Frequently Asked Questions (FAQ)

First, here are a few key properties about Glaze that might help users understand how it works.
  • Image specific: The cloaks needed to prevent AI from stealing the style are different for each image. Our cloaking tool, run locally on your computer, will "calculate" the cloak needed given the original image and the target style (e.g. Van Gogh) you specify.
  • Effective against different AI models: Once you add a cloak to an image, the same cloak can prevent different AI models (e.g., Midjourney, Stable Diffusion, etc.) from stealing the style of the cloaked image. This is the property known as transferability. While it is difficult to predict performance on new or proprietary models, we have extensively tested and validated the performance of our protection against multiple AI models.
  • Robust against removal: These cloaks cannot be easily removed from the artwork (e.g., sharpening, blurring, denoising, downsampling, stripping of metadata, etc.).
  • Stronger cloak leads to stronger protection: We can control how much the cloak modifies the original artwork, from introducing completely imperceptible changes to making slightly more visible modifications. Larger modifications provide stronger protection against AI's ability to steal the style.

How could this possibly work against AI? Isn't it supposed to be smart?
This is a popular reaction to cloaking, and quite reasonable. We hear often in the popular press how amazingly powerful AI models are and the impressive things they can do with large datasets. Yet the Achilles' heel for AI models has been a phenomenon called adversarial examples-- small tweaks in inputs that can produce massive differences in how AI models classify the input. Adversarial examples have been recognized since 2014 (here's one of the first papers on the topic), and numerous papers have attempted to prevent these adversarial examples since. It turns out it’s extremely difficult to remove the possibility of adversarial examples from being used in training datasets, and in a way are a fundamental consequence of the imperfect training of AIs. Numerous PhD dissertations have been written this subject, but suffice it to say, this remains a fundamentally difficult thing to remove.

The underlying techniques used by our cloaking tool draw directly from the same properties that give rise to adversarial examples. Is it possible that AI models evolve significantly to eliminate this property? It's certainly possible, but we expect that would require significant changes in the underlying architecture of AI models. Until then, cloaking works precisely because of fundamental weaknesses in how AI models are designed today.

Can't you just take a screenshot of the artwork to destroy the image cloaks?
The cloaks make calculated changes to pixels within the images. The changes vary for each image, and while they are not necessarily noticeable to the human eye, they significantly distort the image for AI models during the training process. A screenshot of any of these images would retain the underlying alterations, and the AI model would still be unable to recognize the artist’s style in the same way humans do.

Can't you just apply some filter, compression, blurring, or add some noise to the image to destroy image cloaks?
As counterintuitive as this may be, the high level answer is that no simple tools work to destroy the perturbation of these image cloaks. To make sense of this, it helps to first understand that cloaking does not use high-intensity pixels, or rely on bright patterns to distort the image. It is a precisely computed combination of a number of pixels that do not easily stand out to the human eye, but can produce distortion in the AI's “eye.” In our work, we have performed extensive tests showing how robust cloaking is to things like image compression and distortion/noise/masking injection.
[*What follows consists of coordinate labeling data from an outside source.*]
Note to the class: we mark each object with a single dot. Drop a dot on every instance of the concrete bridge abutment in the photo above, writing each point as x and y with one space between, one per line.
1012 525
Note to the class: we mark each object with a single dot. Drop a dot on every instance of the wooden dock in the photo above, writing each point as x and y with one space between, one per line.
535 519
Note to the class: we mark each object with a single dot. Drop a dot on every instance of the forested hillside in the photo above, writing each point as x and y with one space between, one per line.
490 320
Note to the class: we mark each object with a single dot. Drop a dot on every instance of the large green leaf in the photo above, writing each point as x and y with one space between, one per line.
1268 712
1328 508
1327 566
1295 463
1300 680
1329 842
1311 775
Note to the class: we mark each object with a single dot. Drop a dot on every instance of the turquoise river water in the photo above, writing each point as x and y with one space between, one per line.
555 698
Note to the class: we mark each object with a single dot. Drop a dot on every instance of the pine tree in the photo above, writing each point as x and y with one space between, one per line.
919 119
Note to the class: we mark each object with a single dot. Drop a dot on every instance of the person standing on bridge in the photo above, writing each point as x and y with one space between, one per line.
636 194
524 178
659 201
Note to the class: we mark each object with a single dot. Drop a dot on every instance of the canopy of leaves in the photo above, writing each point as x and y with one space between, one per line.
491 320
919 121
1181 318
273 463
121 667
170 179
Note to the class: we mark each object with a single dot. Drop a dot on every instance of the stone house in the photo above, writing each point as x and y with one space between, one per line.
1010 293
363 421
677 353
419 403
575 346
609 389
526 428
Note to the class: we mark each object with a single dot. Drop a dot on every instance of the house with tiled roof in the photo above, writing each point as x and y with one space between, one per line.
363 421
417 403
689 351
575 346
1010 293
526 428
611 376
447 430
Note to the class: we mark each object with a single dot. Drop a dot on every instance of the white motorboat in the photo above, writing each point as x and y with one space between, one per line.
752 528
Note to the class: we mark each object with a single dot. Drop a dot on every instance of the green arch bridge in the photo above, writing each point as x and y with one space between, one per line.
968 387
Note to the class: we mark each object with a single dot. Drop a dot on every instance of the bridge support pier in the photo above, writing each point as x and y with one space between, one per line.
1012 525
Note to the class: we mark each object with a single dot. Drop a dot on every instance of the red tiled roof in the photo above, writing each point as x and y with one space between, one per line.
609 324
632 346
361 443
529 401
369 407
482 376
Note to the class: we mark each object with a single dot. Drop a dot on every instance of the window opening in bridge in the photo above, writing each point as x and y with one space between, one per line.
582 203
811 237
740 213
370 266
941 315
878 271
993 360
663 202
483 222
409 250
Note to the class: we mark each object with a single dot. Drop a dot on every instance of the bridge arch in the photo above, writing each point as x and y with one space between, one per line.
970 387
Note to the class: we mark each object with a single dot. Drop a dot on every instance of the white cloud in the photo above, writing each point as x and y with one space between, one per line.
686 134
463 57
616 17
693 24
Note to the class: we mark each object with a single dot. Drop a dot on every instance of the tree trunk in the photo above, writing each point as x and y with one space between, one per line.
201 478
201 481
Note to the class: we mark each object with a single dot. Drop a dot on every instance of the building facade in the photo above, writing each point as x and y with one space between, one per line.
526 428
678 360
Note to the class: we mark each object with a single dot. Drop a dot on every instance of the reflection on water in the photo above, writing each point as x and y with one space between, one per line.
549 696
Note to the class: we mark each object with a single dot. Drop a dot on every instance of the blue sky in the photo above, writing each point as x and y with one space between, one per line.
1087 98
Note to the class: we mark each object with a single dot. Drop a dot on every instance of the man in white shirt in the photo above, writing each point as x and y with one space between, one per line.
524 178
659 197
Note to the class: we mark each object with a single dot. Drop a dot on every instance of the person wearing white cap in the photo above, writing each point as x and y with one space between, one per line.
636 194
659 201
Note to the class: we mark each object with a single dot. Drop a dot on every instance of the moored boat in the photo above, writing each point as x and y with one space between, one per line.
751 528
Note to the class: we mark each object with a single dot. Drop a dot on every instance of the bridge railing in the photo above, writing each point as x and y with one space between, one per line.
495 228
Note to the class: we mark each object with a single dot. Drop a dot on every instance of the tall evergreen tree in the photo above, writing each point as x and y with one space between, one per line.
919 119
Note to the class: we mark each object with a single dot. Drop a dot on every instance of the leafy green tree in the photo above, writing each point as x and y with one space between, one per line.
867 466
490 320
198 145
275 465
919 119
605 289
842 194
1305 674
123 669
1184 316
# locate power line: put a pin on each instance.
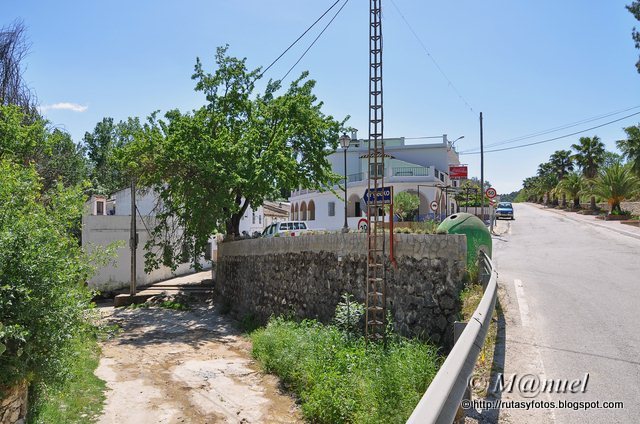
(431, 57)
(298, 39)
(553, 139)
(316, 39)
(562, 127)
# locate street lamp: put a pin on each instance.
(345, 140)
(451, 143)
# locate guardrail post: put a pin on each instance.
(458, 328)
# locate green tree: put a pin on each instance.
(562, 163)
(590, 155)
(547, 181)
(616, 184)
(634, 8)
(631, 147)
(26, 140)
(611, 158)
(108, 175)
(572, 185)
(43, 299)
(405, 205)
(209, 165)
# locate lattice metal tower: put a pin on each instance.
(376, 272)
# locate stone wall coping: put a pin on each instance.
(412, 245)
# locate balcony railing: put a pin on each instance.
(410, 171)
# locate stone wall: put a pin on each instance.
(13, 404)
(307, 275)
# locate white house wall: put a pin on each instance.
(100, 231)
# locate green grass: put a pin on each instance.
(81, 398)
(342, 380)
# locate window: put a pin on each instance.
(375, 169)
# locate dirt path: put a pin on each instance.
(185, 367)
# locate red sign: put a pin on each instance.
(458, 172)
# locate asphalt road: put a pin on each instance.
(571, 294)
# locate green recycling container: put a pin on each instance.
(478, 236)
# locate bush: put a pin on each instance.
(43, 300)
(344, 379)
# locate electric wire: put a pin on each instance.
(424, 47)
(551, 130)
(300, 37)
(316, 39)
(552, 139)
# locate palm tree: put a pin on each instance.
(631, 147)
(547, 180)
(562, 163)
(572, 185)
(616, 183)
(589, 156)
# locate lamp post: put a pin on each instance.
(344, 142)
(451, 143)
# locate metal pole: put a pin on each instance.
(481, 170)
(345, 228)
(133, 239)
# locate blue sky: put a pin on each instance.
(528, 66)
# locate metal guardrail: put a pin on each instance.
(443, 396)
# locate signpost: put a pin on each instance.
(383, 194)
(458, 172)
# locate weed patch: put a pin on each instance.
(80, 399)
(339, 378)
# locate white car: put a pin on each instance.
(285, 228)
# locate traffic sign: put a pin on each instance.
(383, 194)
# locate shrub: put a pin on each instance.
(43, 300)
(344, 379)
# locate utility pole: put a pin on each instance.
(133, 239)
(481, 170)
(376, 290)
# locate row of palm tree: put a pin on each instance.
(588, 170)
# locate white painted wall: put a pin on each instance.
(100, 231)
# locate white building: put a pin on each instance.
(420, 169)
(108, 220)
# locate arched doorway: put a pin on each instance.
(311, 210)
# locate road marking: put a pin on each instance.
(523, 306)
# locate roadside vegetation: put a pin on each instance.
(590, 174)
(337, 376)
(47, 335)
(80, 399)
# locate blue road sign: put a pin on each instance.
(383, 195)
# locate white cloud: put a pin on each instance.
(64, 106)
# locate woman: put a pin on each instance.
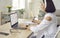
(48, 26)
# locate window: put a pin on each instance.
(18, 4)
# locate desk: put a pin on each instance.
(6, 28)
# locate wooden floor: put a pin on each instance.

Another way to think about this is that the cloak is not some brittle watermark that is either seen or not seen. It is a transformation of the image in a dimension that humans do not perceive, but very much in the dimensions that the deep learning model perceive these images. So transformations that rotate, blur, change resolution, crop, etc, do not affect the cloak, just like the same way those operations would not change your perception of what makes a Van Gogh painting "Van Gogh."

How can cloaking be useful when I have so many uncloaked, original artwork online that I can't easily take down?
Cloaking works by shifting the AI model's view of your style in its “feature space” (the conceptual space where AI models interpret artistic styles). If you, like other artists, already have a significant amount of artwork online, then an AI model like Stable Diffusion has likely already downloaded those images, and used them to learn your style as a location in its feature space. However, these AI models are always adding more training data in order to improve their accuracy and keep up with changes in artistic trend looks over time. The more cloaked images you post online, the more your style will shift in the AI model's feature space, shifting closer to the target style (e.g., van Gogh's style). At some point, when the shift is significant enough, the AI model will start to generate images in van Gogh's style when being asked for your style.

We found that as long as there is even a slight shift in the AI model's feature space, the AI model will start to add in "artifacts" when generating art in your style. For example, the generated images may still resemble your style, it will have noticeable aspects of van Gogh blended in. Oftentime, this is sufficient to prevent people from using AI to generate images in your style, because the generated images will have unnatural artifacts.